SPD-Mitglieder fordern Rücktritt von Martin Schulz vom Amt des Kanzlerkandidaten

Ich gehöre zu jenen – neben einigen wenigen in meinem meist aus Jüngeren bestehenden Freundeskreis – , die noch in den 80er Jahren in die Sozialdemokratische Partei Deutschlands eintraten. Damals begann man das Berufsleben schon mit Anfang zwanzig und nicht mit abgeschlossenem Zweitstudium und 32 Jahren. Ich wurde Volontär bei einer großen deutschen Tageszeitung, und weil das DIE WELT war, wappnete ich mich gegen den dortigen Konservatismus mit besagtem SPD-Eintritt. Willy Brandt lebte noch, alles war gut.

Doch nun, die Zeit ist schnell vergangen, ist plötzlich Martin Schulz der Kandidat, und mit ihm der „Schulz-Fluch“, ein Phänomen, das es mir und den anderen SPD-Mitgliedern schwer macht, uns im Wahlkampf hoffnungsvoll zu engagieren. Wissen wir doch: Schulz verliert.
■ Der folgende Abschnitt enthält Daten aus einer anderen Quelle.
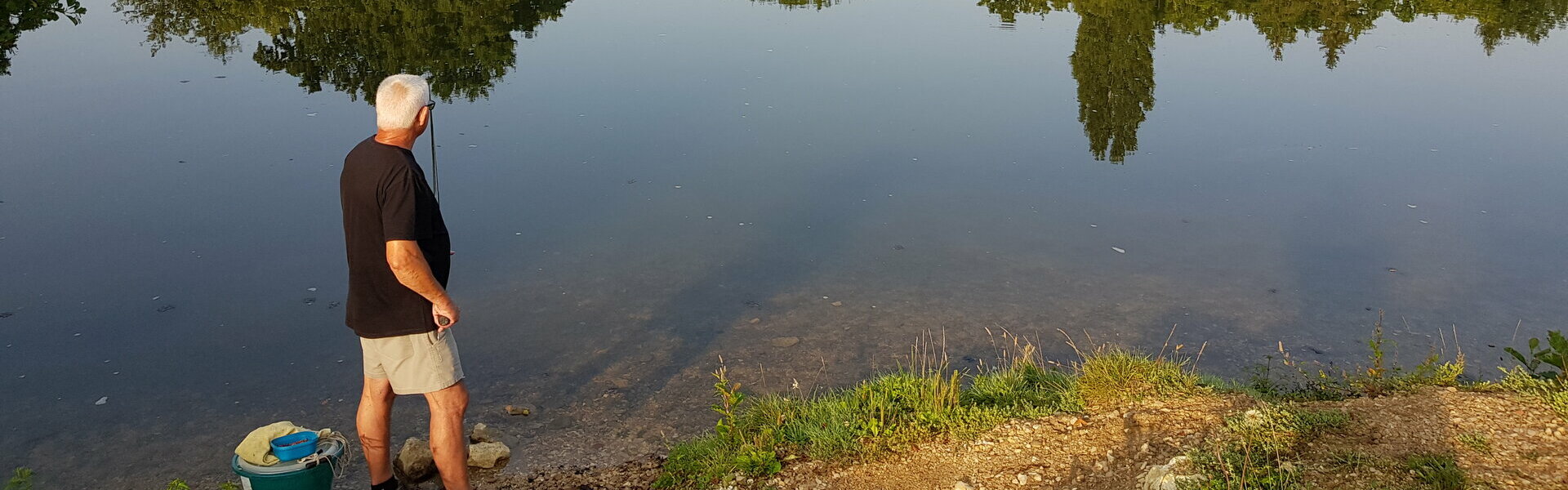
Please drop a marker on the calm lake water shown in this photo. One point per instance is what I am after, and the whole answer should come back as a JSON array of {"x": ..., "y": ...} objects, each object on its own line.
[{"x": 637, "y": 189}]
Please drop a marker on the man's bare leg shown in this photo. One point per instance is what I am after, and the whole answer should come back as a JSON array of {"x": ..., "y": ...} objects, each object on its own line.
[
  {"x": 448, "y": 440},
  {"x": 375, "y": 428}
]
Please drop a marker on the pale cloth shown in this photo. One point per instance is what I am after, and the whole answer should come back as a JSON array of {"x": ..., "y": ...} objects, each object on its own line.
[{"x": 257, "y": 447}]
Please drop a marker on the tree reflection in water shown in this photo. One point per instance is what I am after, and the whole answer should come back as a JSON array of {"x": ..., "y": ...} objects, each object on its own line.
[
  {"x": 352, "y": 44},
  {"x": 470, "y": 46},
  {"x": 1114, "y": 56}
]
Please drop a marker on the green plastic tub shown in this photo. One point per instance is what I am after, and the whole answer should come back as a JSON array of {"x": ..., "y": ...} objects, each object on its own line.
[{"x": 292, "y": 474}]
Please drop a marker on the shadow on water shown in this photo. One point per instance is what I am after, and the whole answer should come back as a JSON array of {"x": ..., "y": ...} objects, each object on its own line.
[{"x": 687, "y": 323}]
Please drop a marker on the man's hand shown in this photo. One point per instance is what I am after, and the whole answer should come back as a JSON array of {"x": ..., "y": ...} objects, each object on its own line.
[
  {"x": 410, "y": 267},
  {"x": 444, "y": 310}
]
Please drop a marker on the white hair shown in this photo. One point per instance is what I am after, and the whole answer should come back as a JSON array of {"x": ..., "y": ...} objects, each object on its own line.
[{"x": 399, "y": 101}]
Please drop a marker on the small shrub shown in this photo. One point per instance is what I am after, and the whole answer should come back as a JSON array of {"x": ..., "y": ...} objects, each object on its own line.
[
  {"x": 1554, "y": 355},
  {"x": 1438, "y": 471}
]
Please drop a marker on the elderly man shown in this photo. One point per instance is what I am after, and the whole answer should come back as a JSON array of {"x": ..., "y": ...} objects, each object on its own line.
[{"x": 399, "y": 258}]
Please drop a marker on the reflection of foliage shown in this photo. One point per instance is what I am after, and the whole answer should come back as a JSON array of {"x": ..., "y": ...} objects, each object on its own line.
[
  {"x": 802, "y": 3},
  {"x": 352, "y": 44},
  {"x": 1114, "y": 60},
  {"x": 20, "y": 16},
  {"x": 1114, "y": 66}
]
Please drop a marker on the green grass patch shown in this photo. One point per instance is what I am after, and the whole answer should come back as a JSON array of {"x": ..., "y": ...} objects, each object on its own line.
[
  {"x": 20, "y": 479},
  {"x": 891, "y": 412},
  {"x": 1286, "y": 379},
  {"x": 1437, "y": 471},
  {"x": 1256, "y": 448},
  {"x": 1111, "y": 376}
]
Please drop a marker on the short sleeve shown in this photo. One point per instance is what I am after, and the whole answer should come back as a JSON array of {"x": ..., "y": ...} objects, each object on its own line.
[{"x": 400, "y": 206}]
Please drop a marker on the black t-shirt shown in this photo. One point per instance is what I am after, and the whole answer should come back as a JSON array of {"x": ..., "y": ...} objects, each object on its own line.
[{"x": 386, "y": 198}]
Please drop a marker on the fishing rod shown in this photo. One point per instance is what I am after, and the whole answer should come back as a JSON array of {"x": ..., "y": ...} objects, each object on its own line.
[{"x": 434, "y": 172}]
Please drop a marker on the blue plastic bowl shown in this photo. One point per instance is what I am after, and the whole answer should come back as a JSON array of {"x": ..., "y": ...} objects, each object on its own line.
[{"x": 295, "y": 447}]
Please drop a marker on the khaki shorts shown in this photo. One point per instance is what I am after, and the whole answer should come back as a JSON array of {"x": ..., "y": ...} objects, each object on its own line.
[{"x": 414, "y": 363}]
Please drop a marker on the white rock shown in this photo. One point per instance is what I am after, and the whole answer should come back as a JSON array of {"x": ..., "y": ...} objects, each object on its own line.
[
  {"x": 490, "y": 456},
  {"x": 1170, "y": 476}
]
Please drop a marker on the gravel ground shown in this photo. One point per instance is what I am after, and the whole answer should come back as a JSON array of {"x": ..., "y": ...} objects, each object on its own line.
[{"x": 1501, "y": 440}]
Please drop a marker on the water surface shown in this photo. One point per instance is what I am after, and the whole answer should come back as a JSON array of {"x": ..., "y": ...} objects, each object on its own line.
[{"x": 640, "y": 187}]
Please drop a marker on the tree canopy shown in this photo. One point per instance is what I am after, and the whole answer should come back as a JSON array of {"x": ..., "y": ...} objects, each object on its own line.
[
  {"x": 352, "y": 44},
  {"x": 18, "y": 16}
]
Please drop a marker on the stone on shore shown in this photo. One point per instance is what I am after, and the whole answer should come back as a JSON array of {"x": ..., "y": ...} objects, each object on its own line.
[
  {"x": 490, "y": 456},
  {"x": 416, "y": 462},
  {"x": 1174, "y": 474},
  {"x": 483, "y": 434}
]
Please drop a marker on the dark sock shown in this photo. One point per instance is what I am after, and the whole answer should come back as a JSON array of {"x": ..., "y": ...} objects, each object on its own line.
[{"x": 390, "y": 484}]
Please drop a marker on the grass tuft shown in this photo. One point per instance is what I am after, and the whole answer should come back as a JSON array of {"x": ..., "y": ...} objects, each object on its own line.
[
  {"x": 1111, "y": 376},
  {"x": 20, "y": 479},
  {"x": 1256, "y": 449},
  {"x": 891, "y": 412}
]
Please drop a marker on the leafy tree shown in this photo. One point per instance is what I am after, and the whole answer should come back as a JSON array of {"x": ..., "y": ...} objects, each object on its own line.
[
  {"x": 352, "y": 44},
  {"x": 18, "y": 16}
]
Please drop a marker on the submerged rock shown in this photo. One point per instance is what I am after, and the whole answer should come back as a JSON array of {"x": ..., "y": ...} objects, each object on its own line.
[
  {"x": 416, "y": 464},
  {"x": 490, "y": 456}
]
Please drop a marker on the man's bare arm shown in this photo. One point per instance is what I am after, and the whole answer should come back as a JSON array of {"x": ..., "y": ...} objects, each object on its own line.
[{"x": 408, "y": 265}]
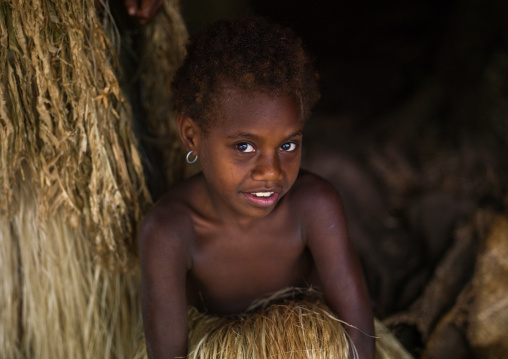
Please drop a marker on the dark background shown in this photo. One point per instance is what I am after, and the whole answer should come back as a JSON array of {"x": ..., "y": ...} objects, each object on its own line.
[{"x": 411, "y": 128}]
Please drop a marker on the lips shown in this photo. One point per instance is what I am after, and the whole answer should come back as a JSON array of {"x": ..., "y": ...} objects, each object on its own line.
[{"x": 262, "y": 198}]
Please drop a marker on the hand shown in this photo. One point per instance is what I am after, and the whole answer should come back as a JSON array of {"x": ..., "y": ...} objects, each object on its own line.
[{"x": 143, "y": 10}]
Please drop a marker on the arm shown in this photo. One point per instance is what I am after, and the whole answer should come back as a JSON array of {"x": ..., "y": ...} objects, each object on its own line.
[
  {"x": 164, "y": 263},
  {"x": 338, "y": 267}
]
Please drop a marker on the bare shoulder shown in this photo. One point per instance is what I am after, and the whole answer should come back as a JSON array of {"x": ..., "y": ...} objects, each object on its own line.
[
  {"x": 166, "y": 230},
  {"x": 319, "y": 207}
]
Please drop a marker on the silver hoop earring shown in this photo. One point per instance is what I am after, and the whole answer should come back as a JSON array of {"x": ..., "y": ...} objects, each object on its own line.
[{"x": 188, "y": 155}]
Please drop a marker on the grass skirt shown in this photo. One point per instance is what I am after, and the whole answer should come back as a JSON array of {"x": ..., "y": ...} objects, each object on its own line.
[{"x": 287, "y": 326}]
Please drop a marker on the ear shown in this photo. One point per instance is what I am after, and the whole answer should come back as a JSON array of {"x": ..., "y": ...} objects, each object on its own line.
[{"x": 189, "y": 133}]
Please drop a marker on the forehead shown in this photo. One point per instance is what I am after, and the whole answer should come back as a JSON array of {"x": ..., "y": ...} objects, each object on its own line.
[{"x": 244, "y": 111}]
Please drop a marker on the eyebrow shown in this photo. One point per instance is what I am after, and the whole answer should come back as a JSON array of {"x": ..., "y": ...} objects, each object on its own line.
[{"x": 254, "y": 137}]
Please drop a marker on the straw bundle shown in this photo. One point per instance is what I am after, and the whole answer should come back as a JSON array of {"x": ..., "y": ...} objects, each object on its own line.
[
  {"x": 488, "y": 318},
  {"x": 281, "y": 326},
  {"x": 65, "y": 125},
  {"x": 70, "y": 306},
  {"x": 10, "y": 292}
]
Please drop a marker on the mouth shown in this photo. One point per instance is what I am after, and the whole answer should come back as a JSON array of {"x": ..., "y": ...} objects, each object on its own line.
[{"x": 262, "y": 199}]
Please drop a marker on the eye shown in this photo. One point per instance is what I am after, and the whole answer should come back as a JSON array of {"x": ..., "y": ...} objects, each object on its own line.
[
  {"x": 245, "y": 147},
  {"x": 288, "y": 147}
]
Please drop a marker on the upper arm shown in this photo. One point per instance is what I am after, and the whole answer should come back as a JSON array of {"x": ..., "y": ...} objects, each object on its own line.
[
  {"x": 164, "y": 259},
  {"x": 340, "y": 273}
]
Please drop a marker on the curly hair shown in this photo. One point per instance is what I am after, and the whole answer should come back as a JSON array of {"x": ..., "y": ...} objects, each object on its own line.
[{"x": 251, "y": 54}]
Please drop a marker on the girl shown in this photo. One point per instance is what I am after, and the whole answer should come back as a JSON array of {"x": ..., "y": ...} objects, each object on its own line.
[{"x": 251, "y": 223}]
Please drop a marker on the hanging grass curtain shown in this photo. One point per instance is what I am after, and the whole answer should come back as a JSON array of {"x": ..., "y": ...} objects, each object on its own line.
[{"x": 65, "y": 125}]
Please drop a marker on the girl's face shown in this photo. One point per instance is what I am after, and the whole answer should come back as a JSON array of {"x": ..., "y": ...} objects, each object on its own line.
[{"x": 251, "y": 156}]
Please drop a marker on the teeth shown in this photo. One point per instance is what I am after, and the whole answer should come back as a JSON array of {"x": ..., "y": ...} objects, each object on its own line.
[{"x": 262, "y": 194}]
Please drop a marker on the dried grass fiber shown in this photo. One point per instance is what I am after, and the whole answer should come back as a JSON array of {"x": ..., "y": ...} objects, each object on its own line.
[
  {"x": 71, "y": 185},
  {"x": 70, "y": 306},
  {"x": 65, "y": 124},
  {"x": 488, "y": 317},
  {"x": 279, "y": 327}
]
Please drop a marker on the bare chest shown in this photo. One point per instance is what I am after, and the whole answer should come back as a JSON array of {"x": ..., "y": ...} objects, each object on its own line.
[{"x": 232, "y": 269}]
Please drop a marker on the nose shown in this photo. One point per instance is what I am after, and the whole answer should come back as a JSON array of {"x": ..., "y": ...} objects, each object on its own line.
[{"x": 267, "y": 168}]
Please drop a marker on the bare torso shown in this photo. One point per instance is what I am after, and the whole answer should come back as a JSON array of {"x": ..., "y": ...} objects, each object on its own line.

Vergessen wir kurz den „Schulz-Fluch“ und überlegen, warum der Mann, der einen Gerechtigkeits-Wahlkampf führt, wirklich verliert. Es ist sehr einfach: weil die meisten Bürger ihr Leben gar nicht als ungerecht empfinden. Es geht ihnen gut. Sie leben gern, sie haben sich mit Fleiß und Geschick hochgearbeitet, waren dabei trotzdem solidarisch, sind stolz auf ihre Lebensleistung. Die Kinder sind wohlgeraten und oft schon verheiratet, sie sind auch nicht rebellisch und unfreundlich wie frühere Jugendgenerationen, man geht lieb miteinander um und freut sich des Lebens. Urlaub wird in der DomRep gemacht (Domenikanische Republik), was gerade die kleinen Leute ebenso stolz macht wie die Tatsache, nicht mehr zur Miete zu wohnen sondern im Eigenheim. In der Garage steht der ‚Mokka‘, das ist ein hübscher SUV von Opel. DIESEN Leuten kommt nun Martin Schulz mit seinem Weltbild von 1780, wonach unten das Volk hungert und oben die Reichen das Geld verprassen und im Prunk ersaufen. Wo hat er dieses Bild von der Großen Ungerechtigkeit bloß her? Hat er sich seine Bevölkerung nie angeschaut? Entwickelt man in Brüssel diese Phantasien von der „Alleinerziehenden, die drei Jobs gleichzeitig annimmt und am Ende des Tages sehen muß, daß es zum Leben nicht reicht“? Er glaubt jedenfalls, daß die heutige Bundesrepublik zu mindestens 51 Prozent aus solchen „Verlierern“ besteht und will ihre Stimmen ergattern. Was für ein Fehler.

So kann das nichts werden. Ich und meine SPD Freunde fordern daher von Martin Schulz den sofortigen Rücktritt vom Posten des Kanzlerkandidaten. Wir möchten für einen SPD Spitzenkandidaten Wahlkampf machen, der ein realistisches Bild von den Bürgern hat.

Auf verlorenem Posten: SPD Wahlkämpfer Joachim Lottmann beim beginnenden Bundestagswahlkampf am 1. Mai 2017, schon sichtbar belastet durch den sogenannten „Schulz-Fluch“.